Der ausgewogene Reigen der Barockeinrichtung schließt mit dem Taufbecken ab. Es hat die Form einer Weltkugel, die netzartig von acht Darstellungen aus dem Leben Jesu umspannt wird. Der Taufsteindeckel ist aus einem dichten Besatz von üppigen Wolkenballen zu einer steilen Pyramide gestaltet. Dieses Taufbecken hat der Hofer Bildhauer Christian Kahleis 1721 für 46 Gulden und 16 Kreuzer geschaffen, für die Bemalung und Vergoldung erhielt H. M. Loh 48 Gulden. Erwähnenswert ist auch das Friedhofvortragskreuz am Eingang zur Sakristei. Unbekannt ist der Künstler, die Kraft aber, mit der das Korpus und die reich ornamentierten Kreuzesarme ausgeführt sind, deutet vielleicht auf E. Räntz hin.

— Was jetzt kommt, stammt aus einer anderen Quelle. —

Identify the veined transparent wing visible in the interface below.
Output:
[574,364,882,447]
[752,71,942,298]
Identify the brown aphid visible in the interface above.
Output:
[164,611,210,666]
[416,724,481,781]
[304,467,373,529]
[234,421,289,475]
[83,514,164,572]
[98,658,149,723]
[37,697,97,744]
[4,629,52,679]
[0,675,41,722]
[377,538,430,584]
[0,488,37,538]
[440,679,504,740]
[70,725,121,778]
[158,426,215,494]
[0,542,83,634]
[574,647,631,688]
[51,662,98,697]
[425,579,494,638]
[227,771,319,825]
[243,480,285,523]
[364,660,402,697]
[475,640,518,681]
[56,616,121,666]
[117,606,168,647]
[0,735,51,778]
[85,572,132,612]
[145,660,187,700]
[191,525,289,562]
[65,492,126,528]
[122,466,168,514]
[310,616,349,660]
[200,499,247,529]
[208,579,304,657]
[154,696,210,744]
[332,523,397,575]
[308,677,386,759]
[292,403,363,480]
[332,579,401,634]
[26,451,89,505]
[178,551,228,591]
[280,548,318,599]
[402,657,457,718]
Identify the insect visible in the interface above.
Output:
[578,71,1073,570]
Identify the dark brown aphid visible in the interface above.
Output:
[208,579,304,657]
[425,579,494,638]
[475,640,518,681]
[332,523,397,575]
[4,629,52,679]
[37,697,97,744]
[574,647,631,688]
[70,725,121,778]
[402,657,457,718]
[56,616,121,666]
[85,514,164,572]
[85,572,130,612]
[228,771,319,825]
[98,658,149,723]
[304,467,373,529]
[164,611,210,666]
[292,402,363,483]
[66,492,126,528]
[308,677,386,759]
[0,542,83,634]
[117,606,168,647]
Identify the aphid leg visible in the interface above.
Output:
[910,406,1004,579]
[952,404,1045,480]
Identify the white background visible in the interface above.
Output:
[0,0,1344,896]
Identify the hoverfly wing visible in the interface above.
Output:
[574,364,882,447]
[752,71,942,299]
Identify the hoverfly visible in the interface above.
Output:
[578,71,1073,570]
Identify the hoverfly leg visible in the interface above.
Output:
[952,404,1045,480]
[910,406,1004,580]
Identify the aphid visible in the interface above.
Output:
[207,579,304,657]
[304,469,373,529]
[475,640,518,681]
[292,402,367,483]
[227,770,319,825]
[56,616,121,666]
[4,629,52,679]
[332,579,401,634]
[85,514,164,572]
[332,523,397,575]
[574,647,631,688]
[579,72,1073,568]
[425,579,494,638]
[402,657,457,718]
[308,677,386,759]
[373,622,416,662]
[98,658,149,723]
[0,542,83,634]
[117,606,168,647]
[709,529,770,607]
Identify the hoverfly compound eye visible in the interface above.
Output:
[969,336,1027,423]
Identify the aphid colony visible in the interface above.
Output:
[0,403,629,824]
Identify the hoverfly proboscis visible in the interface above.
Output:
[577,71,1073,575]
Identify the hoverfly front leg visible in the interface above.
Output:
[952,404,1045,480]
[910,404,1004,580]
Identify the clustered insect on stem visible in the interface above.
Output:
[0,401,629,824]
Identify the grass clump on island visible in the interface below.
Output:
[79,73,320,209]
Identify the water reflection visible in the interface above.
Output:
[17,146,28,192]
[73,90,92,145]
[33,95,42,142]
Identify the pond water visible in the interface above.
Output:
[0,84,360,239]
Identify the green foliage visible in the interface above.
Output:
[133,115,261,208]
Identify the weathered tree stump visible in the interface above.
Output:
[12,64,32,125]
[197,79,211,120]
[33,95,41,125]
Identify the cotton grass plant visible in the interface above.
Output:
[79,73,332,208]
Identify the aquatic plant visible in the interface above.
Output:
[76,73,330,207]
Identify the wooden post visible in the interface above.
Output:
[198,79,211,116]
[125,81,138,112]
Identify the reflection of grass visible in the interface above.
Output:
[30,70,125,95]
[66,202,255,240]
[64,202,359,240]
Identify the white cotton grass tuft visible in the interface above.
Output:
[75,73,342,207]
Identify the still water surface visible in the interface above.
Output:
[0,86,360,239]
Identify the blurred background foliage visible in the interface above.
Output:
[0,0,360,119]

Die jetzige Orgel baute der ‚‚Orgelmacher“ Wilhelm Raithel aus Kirchenlamitz, der mit seinem Lehrmeister Heidenreich aus dem Schülerkreis der bedeutenden Orgelbauer Gottfried und Andreas Silbermann kam. 1856 hat er diese hübsche Orgel mit ihren an die Romantik erinnernden Registern gebaut. Heidenreich entwarf ihm dazu das Gehäuse. Beim Dorfbrand von 1874 wurde sie beschädigt und erhielt zunächst einen provisorischen Schrein. Erst bei der Gesamtrenovierung 1973/80 verlieh man ihr wieder ein Aussehen, das dem Kircheninneren entspricht.

 

Blick zum Hochaltar
Würdigung

Heute drängt sich die Frage auf, wie es einem so verhältnismäßig kleinen und in der Geschichte oftmals heimgesuchten Dorf möglich war, eine so mächtige und überaus schöne Kirche zu bauen und einzurichten. Gewiß, vor der Reformation, als Pilgramsreuth noch ein beliebter Wallfahrtsort war, der an der damaligen bedeutenden Wegverbindung zwischen Sachsen und Böhmen lag, flossen sicherlich reiche Gaben. Nach der Reformation aber war die Kirchengemeinde bis auf die Beisteuerungen der Markgrafen von Brandenburg-Bayreuth, bei denen höchstwahrscheinlich Patronatsrecht und damit Baupflicht lagen, weitgehend auf sich angewiesen. Beeindruckt lesen wir in den noch im Pfarrarchiv erhaltenen Spendenlisten, wie sehr sich die Gemeindemitglieder die Liebe zu ihrem Gotteshaus angelegen sein ließen. Auch die große Anzahl der Namen von Spendern, die auf der Innenseite der Kanzeltüre und an der Altarrückwand verzeichnet sind, legen ein Zeugnis davon ab. Dieses aus der Tradition überlieferte Bewußtsein, für den Erhalt der Kirche stets aufgeschlossen zu sein, hat die Kirchengemeinde bis in unsere Zeit herein bewahrt. Sie steht einmütig zusammen, wenn es um die Verschönerung ihres Gotteshauses geht. In Rechtsnachfolge der Markgrafen liegt heute die Baulast beim Freistaat Bayern. Bayern bemühte sich bereits in den dreißiger Jahren mittels des Landbauamtes Hof und des damaligen Pfarrers Ziegler, die Kirche grundlegend zu renovieren, was die Zeitumstände dann verhinderten. 1973 bis 1980 führte das gleiche Landbauamt eine Generalrenovierung durch. Neben den Mitteln des Freistaates gaben hochherzige Zuwendungen die Evang.-Luth. Kirche in Bayern, die Bayernstiftung, die Oberfrankenstiftung, die Bundesregierung aus dem Grenzhilfeprogramm und noch viele kommunale und private Spender.